Una favola vissuta e sofferta intimisticamente dall’artista, un riaffiorare di ricordi continuo mano mano che Nadia riesuma tessuti di famiglia, un fluttuare di evocazioni; imprimendo nei trittici i guanti della madre sposa, loghi di famiglia ricamati in strofinacci o la camicina di cotone crudo che evoca il contatto avvenuto tra la ruvidezza del tessuto e l’epidermide delicata del papà/bambino, l’artista rende eterni i segni/ricordo del passaggio in questa terra della sua famiglia e proprio il senso di queste tracce della memoria ricollegano quest’ultimo ciclo a quello appena succitato.
Ultimo ciclo e attuale percorso dell’artista: “Le Ferite del Mondo” è abbondantemente descritto nella prefazione a questo catalogo e riporterei a proposito solo un pensiero fondante e rivelativo dell’artista: “con l’arte ho metabolizzato tutto…soprattutto la mia parte d’ombra… misteriosa incomprensibile anche a me stessa…l’arte mi ha dato delle risposte, mi ha fatto crescere capire me e il mondo”. Un ulteriore dato importante per capire ed entrare nella persona Nadia e tutte le sue sfaccettature è la personale polivalenza nel campo delle espressioni artistiche che vanno dal teatro, alla musica e poesia. Difatti, la Marcuzzi, oltre che esprimersi con l’arte, che comunque per ora rimane ed è la forma artistica prediletta, si proietta e mette in gioco la propria creatività anche in queste altre forme artistiche. Inizialmente, con il primo ciclo ad esempio, affiancò le sue opere ai testi sui miti amazzonici della poetessa brasiliana Marcia Theophilo e ai nudi artistici del fotografo Gino Durisotti , “Femminile Singolare” viene aperta invece da una performance in sintonia con i contenuti della mostra liberamente elaborata e interpretata da tre attrici e un percussionista. Nel 2007, in compenetrazione con la mostra a Casa Turoldo, Nadia decide di portare i suoi testi poetici che per la prima volta vengono recitati in pubblico In Macrocosmo Anima Mundi lo scorso anno costruisce parallelamente con la dance artist Debora Di Centa e il musicista Jhonny Dario una performance che ha come struttura i suoi testi poetici recitati da lei stessa..
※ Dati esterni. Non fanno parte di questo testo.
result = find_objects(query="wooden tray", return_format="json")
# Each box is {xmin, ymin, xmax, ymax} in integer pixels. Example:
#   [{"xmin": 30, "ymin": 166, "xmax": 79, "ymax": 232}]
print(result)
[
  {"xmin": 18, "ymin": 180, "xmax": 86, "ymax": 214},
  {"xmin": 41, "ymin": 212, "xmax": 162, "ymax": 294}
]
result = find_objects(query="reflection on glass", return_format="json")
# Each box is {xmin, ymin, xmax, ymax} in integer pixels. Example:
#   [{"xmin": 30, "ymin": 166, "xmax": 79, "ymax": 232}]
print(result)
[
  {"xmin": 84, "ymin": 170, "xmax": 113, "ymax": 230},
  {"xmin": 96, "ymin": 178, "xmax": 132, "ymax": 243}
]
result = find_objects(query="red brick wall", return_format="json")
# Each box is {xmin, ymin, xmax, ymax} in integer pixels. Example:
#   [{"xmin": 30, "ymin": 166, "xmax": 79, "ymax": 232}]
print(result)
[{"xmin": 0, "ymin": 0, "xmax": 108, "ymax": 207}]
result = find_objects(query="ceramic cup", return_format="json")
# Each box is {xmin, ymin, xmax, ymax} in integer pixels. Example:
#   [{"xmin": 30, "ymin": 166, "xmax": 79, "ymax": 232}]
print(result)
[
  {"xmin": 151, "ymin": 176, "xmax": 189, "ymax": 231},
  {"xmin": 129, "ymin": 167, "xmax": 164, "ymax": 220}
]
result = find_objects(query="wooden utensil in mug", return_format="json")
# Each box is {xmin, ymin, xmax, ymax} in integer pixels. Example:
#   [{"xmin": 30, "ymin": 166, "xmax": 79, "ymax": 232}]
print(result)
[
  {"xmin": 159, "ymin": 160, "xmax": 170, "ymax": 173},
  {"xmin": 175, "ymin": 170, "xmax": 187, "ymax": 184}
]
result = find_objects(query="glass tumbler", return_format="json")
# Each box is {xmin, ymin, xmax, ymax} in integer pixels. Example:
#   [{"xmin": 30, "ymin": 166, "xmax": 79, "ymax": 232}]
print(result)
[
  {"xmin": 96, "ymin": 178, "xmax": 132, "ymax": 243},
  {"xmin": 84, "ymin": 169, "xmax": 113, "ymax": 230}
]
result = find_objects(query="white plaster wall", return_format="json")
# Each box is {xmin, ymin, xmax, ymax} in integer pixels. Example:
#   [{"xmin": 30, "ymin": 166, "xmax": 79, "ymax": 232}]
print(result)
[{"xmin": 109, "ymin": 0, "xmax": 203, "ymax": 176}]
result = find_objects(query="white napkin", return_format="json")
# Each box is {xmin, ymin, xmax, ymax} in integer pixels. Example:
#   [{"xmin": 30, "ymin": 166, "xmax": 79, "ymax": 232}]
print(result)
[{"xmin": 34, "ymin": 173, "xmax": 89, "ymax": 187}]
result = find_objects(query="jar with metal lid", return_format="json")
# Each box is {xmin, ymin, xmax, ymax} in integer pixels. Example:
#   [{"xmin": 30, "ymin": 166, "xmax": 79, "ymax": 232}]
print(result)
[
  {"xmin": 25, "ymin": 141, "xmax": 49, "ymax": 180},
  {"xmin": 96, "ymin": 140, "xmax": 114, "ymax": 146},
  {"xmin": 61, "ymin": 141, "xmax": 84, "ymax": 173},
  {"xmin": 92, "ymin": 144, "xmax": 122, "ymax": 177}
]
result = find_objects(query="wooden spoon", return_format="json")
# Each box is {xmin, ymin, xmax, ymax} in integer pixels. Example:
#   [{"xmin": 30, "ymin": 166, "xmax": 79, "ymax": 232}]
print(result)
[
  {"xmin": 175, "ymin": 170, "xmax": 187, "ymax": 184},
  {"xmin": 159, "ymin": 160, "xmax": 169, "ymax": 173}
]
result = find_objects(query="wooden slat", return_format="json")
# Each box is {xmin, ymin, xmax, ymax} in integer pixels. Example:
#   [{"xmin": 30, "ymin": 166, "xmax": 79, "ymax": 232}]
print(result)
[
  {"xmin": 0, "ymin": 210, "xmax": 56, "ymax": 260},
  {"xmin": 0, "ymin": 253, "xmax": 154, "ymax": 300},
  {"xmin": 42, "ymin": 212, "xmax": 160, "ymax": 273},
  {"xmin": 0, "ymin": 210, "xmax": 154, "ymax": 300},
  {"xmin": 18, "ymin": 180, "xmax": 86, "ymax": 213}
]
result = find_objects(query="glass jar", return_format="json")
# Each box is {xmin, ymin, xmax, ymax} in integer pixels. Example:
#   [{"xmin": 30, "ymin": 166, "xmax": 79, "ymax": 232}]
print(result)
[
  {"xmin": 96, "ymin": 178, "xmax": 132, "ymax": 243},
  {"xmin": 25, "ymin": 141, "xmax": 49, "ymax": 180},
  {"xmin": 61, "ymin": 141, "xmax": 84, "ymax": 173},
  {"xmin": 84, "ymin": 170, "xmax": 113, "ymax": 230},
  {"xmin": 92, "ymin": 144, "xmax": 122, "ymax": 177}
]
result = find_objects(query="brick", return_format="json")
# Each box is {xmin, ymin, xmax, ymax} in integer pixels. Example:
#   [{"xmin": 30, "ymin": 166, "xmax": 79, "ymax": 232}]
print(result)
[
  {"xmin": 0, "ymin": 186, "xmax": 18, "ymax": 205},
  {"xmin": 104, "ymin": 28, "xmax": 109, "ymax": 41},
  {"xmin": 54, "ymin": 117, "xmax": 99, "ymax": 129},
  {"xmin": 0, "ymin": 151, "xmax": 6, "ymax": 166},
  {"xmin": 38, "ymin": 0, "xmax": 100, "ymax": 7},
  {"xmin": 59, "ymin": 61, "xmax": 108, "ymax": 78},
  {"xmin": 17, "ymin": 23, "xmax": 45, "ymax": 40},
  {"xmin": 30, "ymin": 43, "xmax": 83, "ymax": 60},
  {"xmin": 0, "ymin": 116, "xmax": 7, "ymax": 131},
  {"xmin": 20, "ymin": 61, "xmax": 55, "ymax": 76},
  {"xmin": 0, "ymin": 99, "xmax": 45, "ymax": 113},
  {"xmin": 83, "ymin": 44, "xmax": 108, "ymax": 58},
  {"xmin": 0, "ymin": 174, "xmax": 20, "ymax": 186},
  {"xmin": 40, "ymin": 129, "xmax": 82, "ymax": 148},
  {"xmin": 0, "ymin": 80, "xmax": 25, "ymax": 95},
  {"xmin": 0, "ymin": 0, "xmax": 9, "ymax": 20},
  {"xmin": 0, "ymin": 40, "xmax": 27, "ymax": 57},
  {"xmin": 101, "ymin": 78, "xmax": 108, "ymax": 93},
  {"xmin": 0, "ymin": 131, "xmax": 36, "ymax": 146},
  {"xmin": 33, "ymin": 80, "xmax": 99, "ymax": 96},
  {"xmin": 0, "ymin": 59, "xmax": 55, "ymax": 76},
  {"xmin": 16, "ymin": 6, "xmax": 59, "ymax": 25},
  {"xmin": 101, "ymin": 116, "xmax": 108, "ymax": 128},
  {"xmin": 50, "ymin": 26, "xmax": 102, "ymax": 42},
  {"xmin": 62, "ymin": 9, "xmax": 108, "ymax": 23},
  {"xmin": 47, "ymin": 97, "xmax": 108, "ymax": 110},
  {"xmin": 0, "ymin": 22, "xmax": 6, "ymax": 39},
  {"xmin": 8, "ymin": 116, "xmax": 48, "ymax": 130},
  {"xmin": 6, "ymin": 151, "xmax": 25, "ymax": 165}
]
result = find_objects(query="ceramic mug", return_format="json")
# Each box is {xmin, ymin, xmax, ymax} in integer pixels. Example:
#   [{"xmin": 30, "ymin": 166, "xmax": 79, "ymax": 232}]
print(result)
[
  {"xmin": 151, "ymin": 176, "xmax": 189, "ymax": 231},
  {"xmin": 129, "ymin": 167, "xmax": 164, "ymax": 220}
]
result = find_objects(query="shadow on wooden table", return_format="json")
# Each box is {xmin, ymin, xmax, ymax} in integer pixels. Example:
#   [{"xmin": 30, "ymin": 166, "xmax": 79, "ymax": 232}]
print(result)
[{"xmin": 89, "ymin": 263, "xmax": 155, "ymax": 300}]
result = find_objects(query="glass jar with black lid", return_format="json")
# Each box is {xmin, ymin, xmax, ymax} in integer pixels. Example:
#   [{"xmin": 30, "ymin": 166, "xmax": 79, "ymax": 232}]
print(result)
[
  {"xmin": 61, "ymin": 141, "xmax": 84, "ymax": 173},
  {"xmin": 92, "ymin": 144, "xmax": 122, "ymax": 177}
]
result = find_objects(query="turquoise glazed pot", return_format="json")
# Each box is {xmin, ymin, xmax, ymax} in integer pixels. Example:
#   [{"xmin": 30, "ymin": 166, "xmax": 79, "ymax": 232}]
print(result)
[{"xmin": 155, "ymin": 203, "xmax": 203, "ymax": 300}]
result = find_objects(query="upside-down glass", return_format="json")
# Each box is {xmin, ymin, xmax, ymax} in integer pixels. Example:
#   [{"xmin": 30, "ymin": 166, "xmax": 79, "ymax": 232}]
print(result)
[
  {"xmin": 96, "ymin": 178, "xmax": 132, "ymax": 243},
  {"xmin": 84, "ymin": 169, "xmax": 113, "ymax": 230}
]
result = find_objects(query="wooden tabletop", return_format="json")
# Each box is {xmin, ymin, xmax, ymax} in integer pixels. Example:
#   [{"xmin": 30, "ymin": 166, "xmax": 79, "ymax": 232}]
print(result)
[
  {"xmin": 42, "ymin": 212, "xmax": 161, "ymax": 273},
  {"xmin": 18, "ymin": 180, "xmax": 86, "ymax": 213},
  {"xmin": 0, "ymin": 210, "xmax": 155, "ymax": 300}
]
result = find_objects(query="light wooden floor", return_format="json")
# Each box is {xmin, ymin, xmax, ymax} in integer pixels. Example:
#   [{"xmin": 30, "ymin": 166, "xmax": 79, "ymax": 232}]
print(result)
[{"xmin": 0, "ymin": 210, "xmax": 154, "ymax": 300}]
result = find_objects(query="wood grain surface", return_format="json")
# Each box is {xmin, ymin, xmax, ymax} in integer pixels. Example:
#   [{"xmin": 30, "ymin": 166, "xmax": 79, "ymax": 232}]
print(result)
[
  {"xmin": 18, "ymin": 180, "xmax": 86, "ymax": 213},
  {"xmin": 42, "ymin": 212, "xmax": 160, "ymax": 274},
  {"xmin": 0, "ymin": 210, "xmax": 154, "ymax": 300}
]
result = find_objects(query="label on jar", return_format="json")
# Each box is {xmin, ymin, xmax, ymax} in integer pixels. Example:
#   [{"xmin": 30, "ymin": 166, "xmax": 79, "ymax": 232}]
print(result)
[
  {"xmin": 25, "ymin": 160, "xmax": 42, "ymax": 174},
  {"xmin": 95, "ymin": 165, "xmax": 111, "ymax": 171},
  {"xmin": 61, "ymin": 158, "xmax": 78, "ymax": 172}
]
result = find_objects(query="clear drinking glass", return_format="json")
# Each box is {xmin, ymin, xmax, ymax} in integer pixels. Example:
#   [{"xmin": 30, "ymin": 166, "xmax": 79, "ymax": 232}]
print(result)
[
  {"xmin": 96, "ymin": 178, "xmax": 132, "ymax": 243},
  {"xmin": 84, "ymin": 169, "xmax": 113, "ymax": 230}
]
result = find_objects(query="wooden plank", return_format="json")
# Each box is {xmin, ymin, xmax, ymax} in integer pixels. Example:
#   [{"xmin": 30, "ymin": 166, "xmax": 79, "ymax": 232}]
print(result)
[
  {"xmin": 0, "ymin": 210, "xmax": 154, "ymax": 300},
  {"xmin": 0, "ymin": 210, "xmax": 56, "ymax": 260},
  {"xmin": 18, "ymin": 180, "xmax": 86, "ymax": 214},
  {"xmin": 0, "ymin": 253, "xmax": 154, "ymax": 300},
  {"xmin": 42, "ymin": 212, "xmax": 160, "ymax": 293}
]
A conclusione e principio di Macrocosmo Anima Mundi è necessario e fondamentale capire i come e i perché delle origini della realizzazione del progetto di questa edizione a Raveo riportando le iniziali intenzioni della Marcuzzi: “…Quest’estate percorrendo una strada acciottolata della mia terra, un’antica strada romanica, per partecipare ad una festa di ferragosto a Raveo, mi sono ritrovata in un luogo dopo molti anni…lo spazio incontaminato di incomparabile bellezza dove si incastona il Santuario di S. Maria e l’Eremo Francescano del ‘600 dei Frati Francescani, meta di molte mie passeggiate. Per l’occasione l’Eremo era aperto e l’emozione, entrando dopo tanto tempo è stata fortissima,…la povertà degli arredi intatti,…la semplicità delle stanze. E’ riemerso anche il lontano ricordo di Angelica Bonanni tante volte incontrata in questo luogo molti anni fa, custode amorevole del monastero, che nello spazio antistante aveva disposto gentilmente scritti e pensieri di pace, che ora avevo ritrovato all’interno. La Via della Pace. Ancora una volta le radici chiamano…ho sentito che quel luogo doveva accogliere Anima Mundi con i suoi contenuti, per ricreare quella sinergia artistico spirituale a servizio del suo messaggio contenuta anche nella mia Via dell’Amore”.